Fruchtschiefer is a local variety of contact metamorphic rock that is derived from argillite.

== Formation and mineral content ==
Fruchtschiefer is formed under very low pressure (low grade metamorphic rock) and temperatures of ca. 500 °C. At these temperatures cordierite grows to the size of grains of corn, which is where its name comes from; Frucht being German for "corn" (as well as "fruit"). It contains the following minerals: cordierite, muscovite, potassium feldspar, quartz, biotite and hornblende.

== Occurrence ==
Fruchtschiefer occurs in Germany as contact metamorphic rock in the Harz, Ore Mountains, Odenwald and Vogtland. The best known deposits are those near Theuma and Tirpersdorf. Their protoliths originate from the Ordovician period. Rocks quarried here have been used well beyond the local region.

== Use ==
The main traditional application is in the form of rough split masonry products of a wide variety. Fruchtschiefer from Theuma is also split or ground for use as facade slabs and plinth facings. Amongst the architectural components made in this material are window and door surrounds, columns and steps. Occasionally it is used for artistic or sculptural purposes. It was also used as canal lock and well covers as well as containers for galvanised baths and acids.
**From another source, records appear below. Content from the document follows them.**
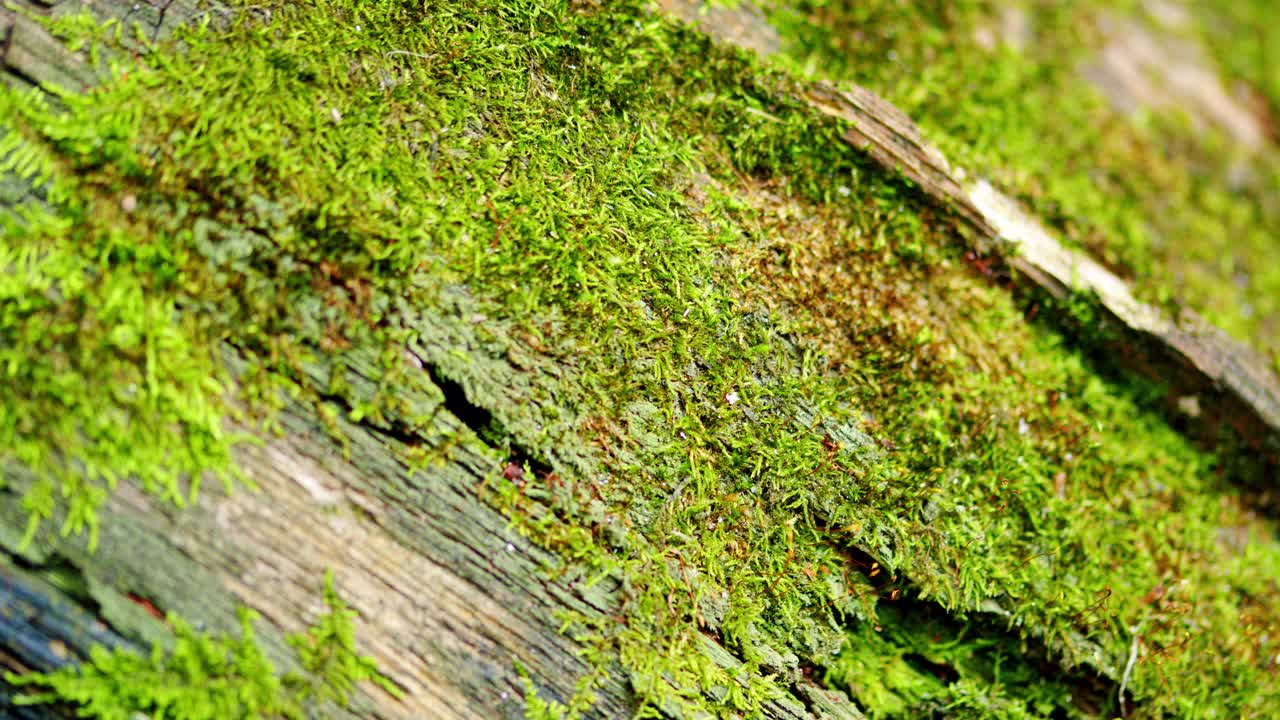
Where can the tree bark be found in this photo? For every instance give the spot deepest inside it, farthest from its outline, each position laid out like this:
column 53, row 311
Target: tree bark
column 451, row 598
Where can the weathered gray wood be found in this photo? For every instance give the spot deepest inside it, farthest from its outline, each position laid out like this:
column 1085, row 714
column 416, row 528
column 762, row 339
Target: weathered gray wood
column 1225, row 381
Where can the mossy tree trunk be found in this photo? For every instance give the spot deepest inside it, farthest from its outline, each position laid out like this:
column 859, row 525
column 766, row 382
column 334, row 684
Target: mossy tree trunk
column 456, row 605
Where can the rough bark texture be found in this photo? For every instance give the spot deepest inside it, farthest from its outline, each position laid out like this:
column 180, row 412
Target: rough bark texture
column 449, row 597
column 1230, row 384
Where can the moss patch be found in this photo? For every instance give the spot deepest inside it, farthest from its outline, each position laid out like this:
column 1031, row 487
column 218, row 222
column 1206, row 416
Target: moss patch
column 1175, row 209
column 808, row 405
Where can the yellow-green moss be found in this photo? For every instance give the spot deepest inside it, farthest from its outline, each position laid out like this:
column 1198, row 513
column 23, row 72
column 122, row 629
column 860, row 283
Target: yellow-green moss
column 807, row 405
column 1173, row 208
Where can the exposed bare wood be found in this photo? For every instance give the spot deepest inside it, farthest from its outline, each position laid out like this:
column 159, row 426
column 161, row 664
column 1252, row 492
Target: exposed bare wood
column 1202, row 367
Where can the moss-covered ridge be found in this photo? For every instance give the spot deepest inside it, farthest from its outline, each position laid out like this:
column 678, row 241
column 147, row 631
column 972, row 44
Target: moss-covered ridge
column 1004, row 89
column 777, row 354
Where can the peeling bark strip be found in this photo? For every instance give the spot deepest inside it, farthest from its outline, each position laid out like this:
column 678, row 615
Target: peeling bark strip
column 1229, row 383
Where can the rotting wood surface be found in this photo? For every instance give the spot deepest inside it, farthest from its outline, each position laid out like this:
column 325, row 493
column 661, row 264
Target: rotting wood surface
column 1229, row 383
column 449, row 598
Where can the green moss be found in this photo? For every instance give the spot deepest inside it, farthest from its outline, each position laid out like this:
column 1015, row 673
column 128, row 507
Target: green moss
column 1175, row 208
column 776, row 354
column 213, row 678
The use of Theuma Fruchtschiefer can be traced back to the Middle Ages. Examples include slabs in the crypt of St. John's Church in Plauen (built 1122), which date to the 14th century.

== Bibliography ==
- Georg Dehio: Handbuch der Deutschen Kunstdenkmäler, Sachsen. Munich, Berlin (Deutscher Kunstverlag) 1990 ISBN 3-422-03016-6
- Carl Gäbert, Alexander Steuer, Karl Weiss: Die nutzbaren Gesteinsvorkommen Deutschlands. Berlin (Union Dt. Verl.ges) 1915
- Horst Fröhlich (Red.): Plauen und das mittlere Vogtland. Werte unserer Heimat Vol. 44. Berlin (Akademie-Verlag) 1986
- Walter Maresch, Olaf Medenbach: Gesteine. p. 252, Mosaik Verlag, Munich, 1987, ISBN 3-576-10699-5.